AI-assisted legacy discovery: de-risk modernization before you build
Most legacy modernization goes sideways early, before anyone writes new code: in discovery, where teams commit to a path without a reliable picture of how the current system works. You lock in an architecture, start building, and hit behavior the docs never captured. WaveAccess uses AI-assisted legacy discovery to reconstruct how a system actually runs, from the implementation itself, in days instead of weeks.
Where legacy modernization goes wrong
It goes wrong before development starts. Architecture decisions get made without a reliable picture of how the current system works, and when that picture is missing, the cost runs past lost time: you can rebuild the wrong thing.
Inside a recent legacy discovery project
On a recent project, we pointed an LLM-assisted workflow at a production system this size:
- 8,000+ files
- 500,000+ lines of code and configuration
- 20,000+ routing rules
- 60+ transaction states
The rules and states are the part that matters. Twenty thousand routing rules and sixty transaction states rarely make it into documentation. They live in the code, the schemas, the config, and the logs. The docs that shipped with this system were out of date, so they served as background while we read the whole system rather than a sample.

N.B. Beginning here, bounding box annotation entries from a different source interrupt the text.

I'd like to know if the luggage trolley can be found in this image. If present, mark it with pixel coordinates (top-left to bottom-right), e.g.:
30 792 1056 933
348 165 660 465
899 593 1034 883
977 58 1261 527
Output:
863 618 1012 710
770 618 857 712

The point is to make the calls before anyone commits to a modernization path: what to rebuild, what to refactor, what to keep, what to retire. Decided early, off a reliable read of the system.
Three weeks of work in eight days
Manual discovery on a system like this usually runs 3 to 4 weeks. This took 7 to 8 business days, expert review and refinement included. That figure isn't a promise: it moves with how big the system is, how much access you get, how good the existing docs are, what security requires, and how much you scope into review.
What made the AI-assisted discovery hold up
Speed like that only counts if you can trust what comes out. A few things made that possible:
- business logic reconstructed from the implementation itself, with documentation as a secondary source
- templates and decomposition to keep the output consistent across a codebase that big
- production logs and database structures used as evidence
- expert validation before any delivery decision
- security built in from the start: sanitization, secrets removal, data minimization, access control, human review
Expert review is what turns a fast reconstruction into something you can build on.
Discovery only counts if it leads to delivery
The tempting read is: AI mapped the code, so start rebuilding. Real projects run Discovery → Specification → Modernization plan → Execution — several steps between the analysis and the rebuild.
The model speeds up the first pass. What comes after still needs engineering judgment, business context, and a clear plan for what comes next.
Speed is only worth it if the map is right
For legacy systems, speed matters. It's only worth something when the picture is reliable enough to base delivery decisions on. That's the whole point of discovery.